Ricker circled the falling ship, saw no trace of a light. Its jets were off but the gyro-brake must be working because it wasn't falling fast. He moved closer alongside, shot out a spotlight. The white beam glowed weirdly on the silver hull, its dead staring windows. He flicked the light through the glass of the liner's control room—and his heart jumped.
It wasn't a Negro or a Mercurian. He could tell by the features which still clung to the face. It was an Earthian, in the stained uniform of Stellar Liners, lying on his back across the instrument board. His arms stuck out stiffly, crumbling hands palm up, and one pipe-like leg swung with the motion of the wallowing ship. His face was black, black as a charred hunk of steak—as if his head had been sprayed with a blow torch....
Ricker spasmodically snapped off the light.
It was several moments before he turned it on again and played it through the ports of the lifeless cabin.
They were all the same. The other pilot lay in the aisle. The detective lolled restlessly near his seat. The old sourdough swayed, upright in his chair—with his head almost burned away.
Ricker clicked off the light, pulled away from the drifting tomb and bent over the transmitter. "Chief?" he said hoarsely. "Everybody on that liner's been murdered. They're black—burned. I don't know how. I think—"
"Do you think you're the only plane with a radio?"
Ricker looked around helplessly as his nerves turned to high tension wire. The very hair on his head tingled. It was a voice vibrating through the walls of the boat itself. An insane metallic voice from nowhere.

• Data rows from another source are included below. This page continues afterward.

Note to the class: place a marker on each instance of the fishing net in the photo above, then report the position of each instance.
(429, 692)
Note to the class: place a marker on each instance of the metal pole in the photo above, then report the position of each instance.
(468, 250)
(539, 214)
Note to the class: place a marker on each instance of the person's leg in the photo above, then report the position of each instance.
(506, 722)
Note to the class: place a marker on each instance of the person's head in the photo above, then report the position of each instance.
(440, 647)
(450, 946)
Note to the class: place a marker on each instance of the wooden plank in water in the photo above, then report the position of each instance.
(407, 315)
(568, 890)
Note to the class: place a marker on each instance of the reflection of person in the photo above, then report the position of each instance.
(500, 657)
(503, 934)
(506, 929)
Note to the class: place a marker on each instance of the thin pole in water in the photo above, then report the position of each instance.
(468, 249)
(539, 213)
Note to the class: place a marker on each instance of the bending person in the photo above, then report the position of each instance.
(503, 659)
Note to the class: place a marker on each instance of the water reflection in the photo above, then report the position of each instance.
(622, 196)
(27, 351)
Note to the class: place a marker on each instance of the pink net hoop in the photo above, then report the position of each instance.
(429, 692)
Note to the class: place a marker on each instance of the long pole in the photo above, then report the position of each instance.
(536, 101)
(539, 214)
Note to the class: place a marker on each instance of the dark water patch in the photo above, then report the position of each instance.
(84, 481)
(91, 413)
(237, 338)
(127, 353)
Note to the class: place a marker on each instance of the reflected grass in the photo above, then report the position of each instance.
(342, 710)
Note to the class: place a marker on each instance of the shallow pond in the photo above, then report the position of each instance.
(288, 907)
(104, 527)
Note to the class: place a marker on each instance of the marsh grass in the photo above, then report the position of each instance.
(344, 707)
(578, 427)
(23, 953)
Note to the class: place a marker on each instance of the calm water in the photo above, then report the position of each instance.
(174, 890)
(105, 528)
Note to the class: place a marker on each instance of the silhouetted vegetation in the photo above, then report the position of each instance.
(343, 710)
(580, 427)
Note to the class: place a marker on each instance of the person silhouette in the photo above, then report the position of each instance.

Suddenly little dots of fire began to rain over the boat, sparkled on the glass roof. Then a stream of crimson light gashed the blackness outside and a drone of rockets came softly into the cabin. He caught a glimpse of a space ship circling over. The light disappeared in a cascade of sparks again. The plane vanished behind him.
Ricker gripped the panel and his nails whitened. He began talking to the transmitter, very clearly and carefully.